For up-and-down Saints, a super finish still possible
“There was a loss of will, a loss of need and personal sacrifice.’’ — Bill Walsh
Those words from the late Hall of Fame coach came as he reflected on the San Francisco 49ers’ 1982 season in David Harris’s book, “The Genius.’’
After going from last place to Super Bowl champions in 1981, the 49ers slumped to 3-6 in the strike-shortened season the following year.
The fact that the 49ers didn’t have the same desire to do all the things necessary to become champions isn’t unusual. More Super Bowl champions have failed to make the playoffs the following season (13 of 44) than have repeated as champions (eight).
It appeared for a while that the Saints might fall into the one-hit wonder category.

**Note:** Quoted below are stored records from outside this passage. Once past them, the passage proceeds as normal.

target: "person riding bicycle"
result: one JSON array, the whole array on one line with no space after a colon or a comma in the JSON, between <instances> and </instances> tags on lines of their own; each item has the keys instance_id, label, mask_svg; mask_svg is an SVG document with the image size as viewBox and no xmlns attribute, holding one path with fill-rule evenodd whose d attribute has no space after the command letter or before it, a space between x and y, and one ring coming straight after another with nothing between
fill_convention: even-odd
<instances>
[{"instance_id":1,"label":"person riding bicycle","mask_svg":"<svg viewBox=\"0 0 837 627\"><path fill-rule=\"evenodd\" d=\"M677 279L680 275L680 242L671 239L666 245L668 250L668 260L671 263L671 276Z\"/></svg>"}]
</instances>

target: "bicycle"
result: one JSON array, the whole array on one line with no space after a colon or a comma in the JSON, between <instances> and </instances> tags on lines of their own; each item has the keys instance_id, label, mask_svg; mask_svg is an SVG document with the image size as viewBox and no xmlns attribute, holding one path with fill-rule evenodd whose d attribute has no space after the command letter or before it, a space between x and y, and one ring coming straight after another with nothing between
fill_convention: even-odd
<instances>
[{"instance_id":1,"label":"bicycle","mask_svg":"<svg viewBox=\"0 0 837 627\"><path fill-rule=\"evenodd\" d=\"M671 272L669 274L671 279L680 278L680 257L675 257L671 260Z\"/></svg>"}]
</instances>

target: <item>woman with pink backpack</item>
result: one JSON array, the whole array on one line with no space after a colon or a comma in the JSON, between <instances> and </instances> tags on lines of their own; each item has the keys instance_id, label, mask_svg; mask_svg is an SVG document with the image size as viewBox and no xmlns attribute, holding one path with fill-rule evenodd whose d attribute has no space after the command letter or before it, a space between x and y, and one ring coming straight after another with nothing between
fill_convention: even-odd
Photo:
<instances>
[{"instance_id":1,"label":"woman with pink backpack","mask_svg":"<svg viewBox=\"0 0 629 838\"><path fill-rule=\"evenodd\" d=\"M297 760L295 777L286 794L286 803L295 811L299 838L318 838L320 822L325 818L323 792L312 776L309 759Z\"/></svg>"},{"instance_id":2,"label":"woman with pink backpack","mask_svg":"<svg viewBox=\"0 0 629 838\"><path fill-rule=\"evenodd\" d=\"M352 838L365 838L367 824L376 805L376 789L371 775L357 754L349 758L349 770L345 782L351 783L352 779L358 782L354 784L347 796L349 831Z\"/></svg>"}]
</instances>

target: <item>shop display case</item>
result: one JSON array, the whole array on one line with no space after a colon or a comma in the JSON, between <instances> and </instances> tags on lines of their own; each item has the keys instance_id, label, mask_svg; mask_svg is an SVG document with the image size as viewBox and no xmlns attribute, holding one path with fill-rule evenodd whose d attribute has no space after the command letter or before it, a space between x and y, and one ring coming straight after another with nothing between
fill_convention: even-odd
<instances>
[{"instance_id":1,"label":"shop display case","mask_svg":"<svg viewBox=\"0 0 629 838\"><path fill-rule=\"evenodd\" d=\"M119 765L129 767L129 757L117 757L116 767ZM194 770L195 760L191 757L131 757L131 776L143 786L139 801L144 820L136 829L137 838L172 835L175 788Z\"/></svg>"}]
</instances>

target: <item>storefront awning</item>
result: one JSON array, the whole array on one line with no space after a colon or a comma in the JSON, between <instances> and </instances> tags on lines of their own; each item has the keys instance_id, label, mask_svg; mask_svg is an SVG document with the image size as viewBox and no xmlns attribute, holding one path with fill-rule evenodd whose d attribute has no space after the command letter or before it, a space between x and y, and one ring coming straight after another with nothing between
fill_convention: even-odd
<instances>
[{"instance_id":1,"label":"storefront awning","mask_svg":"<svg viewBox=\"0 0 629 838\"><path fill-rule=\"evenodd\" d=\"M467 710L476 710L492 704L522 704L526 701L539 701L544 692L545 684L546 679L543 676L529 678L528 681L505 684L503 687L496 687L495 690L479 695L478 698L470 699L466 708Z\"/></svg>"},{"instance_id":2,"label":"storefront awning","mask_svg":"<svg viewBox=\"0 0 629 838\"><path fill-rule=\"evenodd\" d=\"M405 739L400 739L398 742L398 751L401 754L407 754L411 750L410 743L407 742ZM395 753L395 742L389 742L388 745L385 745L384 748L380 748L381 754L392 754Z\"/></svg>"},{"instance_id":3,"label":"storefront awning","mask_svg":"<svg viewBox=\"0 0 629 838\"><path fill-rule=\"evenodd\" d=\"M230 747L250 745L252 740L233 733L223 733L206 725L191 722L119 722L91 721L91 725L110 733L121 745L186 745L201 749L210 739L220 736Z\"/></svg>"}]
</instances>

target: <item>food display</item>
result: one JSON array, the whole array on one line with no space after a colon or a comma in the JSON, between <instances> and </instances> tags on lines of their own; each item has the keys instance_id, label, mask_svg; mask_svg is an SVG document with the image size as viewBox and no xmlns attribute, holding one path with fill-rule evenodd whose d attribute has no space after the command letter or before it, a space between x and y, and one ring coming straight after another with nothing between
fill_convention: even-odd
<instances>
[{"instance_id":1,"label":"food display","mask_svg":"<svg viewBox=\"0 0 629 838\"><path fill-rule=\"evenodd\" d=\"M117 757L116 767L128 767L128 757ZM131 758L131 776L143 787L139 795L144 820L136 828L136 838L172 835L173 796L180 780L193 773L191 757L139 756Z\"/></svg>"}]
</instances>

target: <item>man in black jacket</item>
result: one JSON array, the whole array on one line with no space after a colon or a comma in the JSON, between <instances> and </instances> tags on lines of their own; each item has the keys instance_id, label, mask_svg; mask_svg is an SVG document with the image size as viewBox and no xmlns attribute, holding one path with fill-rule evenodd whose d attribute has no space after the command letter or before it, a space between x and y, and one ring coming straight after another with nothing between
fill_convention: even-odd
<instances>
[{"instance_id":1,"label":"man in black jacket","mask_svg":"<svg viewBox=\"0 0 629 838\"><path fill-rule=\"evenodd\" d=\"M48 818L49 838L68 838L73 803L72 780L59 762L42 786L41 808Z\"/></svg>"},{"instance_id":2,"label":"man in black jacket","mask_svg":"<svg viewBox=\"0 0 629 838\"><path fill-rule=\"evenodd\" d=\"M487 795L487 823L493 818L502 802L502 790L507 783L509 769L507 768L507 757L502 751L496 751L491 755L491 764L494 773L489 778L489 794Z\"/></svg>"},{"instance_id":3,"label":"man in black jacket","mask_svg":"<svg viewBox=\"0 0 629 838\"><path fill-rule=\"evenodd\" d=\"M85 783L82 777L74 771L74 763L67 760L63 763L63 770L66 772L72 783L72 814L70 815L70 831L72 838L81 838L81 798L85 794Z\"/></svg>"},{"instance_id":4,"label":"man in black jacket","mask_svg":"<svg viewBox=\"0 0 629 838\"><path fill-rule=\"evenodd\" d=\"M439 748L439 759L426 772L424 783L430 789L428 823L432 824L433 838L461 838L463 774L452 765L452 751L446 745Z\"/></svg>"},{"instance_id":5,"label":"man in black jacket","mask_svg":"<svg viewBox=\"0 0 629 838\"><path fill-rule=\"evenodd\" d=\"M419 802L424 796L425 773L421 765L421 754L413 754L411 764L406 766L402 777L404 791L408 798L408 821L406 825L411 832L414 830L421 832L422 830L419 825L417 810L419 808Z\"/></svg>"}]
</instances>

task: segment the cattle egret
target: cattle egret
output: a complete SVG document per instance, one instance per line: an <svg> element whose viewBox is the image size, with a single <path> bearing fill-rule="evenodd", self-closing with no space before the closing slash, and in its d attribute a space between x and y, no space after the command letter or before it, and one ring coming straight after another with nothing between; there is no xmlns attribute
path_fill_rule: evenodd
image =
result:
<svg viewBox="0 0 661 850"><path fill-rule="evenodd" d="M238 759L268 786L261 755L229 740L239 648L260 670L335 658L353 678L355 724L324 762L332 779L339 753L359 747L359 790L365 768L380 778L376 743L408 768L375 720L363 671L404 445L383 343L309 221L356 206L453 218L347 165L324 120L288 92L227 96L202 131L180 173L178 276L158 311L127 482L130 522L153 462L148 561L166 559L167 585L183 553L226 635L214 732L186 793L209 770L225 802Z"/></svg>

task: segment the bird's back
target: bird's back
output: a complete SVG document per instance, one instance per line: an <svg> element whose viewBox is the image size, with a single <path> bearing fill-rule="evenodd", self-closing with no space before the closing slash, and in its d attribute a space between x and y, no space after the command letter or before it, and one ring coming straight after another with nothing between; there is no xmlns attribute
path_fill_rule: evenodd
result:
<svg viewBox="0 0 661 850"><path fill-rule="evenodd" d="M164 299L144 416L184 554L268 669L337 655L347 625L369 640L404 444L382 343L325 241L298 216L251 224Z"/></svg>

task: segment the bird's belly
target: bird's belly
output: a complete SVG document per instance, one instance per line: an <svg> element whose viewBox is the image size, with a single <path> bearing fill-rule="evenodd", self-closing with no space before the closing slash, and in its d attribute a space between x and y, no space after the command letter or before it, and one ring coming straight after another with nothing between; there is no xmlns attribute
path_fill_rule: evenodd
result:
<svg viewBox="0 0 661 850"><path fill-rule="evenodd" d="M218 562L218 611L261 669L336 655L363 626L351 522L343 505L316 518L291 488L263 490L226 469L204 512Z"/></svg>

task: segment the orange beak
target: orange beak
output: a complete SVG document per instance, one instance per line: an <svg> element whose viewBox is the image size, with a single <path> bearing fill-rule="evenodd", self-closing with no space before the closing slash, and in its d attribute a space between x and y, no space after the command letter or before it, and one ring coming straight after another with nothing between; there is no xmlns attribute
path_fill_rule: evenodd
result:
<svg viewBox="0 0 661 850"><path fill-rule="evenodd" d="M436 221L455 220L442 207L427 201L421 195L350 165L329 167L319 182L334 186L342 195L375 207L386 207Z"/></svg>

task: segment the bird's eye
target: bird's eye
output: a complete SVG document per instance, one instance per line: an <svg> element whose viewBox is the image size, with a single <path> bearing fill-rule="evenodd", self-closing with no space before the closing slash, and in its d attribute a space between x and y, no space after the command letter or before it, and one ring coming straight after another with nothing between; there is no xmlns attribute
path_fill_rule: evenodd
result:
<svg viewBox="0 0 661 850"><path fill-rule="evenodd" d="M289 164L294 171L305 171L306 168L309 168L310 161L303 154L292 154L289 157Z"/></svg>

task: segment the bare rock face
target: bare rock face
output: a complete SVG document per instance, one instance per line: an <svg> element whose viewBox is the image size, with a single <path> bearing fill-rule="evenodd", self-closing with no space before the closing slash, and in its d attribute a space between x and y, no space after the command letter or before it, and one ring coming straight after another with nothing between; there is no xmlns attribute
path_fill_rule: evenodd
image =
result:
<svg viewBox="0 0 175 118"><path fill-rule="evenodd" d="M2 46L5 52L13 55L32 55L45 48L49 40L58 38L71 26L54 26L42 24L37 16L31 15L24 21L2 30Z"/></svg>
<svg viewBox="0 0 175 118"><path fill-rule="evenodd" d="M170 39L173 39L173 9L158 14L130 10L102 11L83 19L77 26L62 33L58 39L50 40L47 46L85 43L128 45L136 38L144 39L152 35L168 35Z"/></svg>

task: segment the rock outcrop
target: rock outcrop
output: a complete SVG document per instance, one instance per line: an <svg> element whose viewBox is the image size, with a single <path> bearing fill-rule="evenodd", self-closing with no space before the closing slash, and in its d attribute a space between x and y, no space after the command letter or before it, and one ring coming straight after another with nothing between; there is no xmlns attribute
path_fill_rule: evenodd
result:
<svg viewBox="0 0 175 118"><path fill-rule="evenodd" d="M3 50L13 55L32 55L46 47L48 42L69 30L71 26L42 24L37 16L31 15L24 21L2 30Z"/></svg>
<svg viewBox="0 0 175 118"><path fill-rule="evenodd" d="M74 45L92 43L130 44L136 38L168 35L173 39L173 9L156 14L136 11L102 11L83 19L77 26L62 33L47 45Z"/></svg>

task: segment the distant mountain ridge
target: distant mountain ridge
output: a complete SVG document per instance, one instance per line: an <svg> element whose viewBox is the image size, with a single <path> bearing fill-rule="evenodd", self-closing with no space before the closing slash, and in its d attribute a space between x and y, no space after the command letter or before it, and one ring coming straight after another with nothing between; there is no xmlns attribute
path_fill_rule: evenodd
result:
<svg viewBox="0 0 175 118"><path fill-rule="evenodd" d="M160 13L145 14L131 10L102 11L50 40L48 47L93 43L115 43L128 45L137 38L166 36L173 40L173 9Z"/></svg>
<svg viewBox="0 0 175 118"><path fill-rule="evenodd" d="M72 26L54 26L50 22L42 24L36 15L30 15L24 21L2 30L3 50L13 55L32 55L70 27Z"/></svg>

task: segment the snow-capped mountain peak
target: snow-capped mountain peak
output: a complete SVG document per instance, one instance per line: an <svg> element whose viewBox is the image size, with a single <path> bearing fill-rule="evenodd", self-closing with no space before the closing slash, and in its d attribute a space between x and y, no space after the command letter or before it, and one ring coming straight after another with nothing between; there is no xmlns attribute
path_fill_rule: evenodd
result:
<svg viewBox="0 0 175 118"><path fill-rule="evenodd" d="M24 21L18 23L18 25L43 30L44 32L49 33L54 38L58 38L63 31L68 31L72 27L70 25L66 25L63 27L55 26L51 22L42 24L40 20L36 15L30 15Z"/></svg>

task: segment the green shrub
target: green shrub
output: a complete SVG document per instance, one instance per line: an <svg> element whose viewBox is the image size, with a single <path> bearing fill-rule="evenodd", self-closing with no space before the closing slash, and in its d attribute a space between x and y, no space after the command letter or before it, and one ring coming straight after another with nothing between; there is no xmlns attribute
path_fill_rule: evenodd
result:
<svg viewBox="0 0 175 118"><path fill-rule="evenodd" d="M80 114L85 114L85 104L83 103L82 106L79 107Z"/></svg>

They dropped to 3-2 after a 10-point loss to the Cardinals (who have won one game since then) and to 4-3 after being beaten at home, 30-17, by the Browns.
But the Saints rebounded to win six straight before last Sunday’s 30-24 loss at Baltimore.
Even still, at 10-4, the Saints might be the least talked-about defending Super Bowl champions in recent memory.
“I think it has more to do with the fact that people are used to Super Bowl-winning teams not performing well the next season,’’ said Saints fullback Heath Evans, who was a Patriot from 2005-08. “Statistics say most teams have a major fall-off. We’re sitting at 10 wins and a decent position.’’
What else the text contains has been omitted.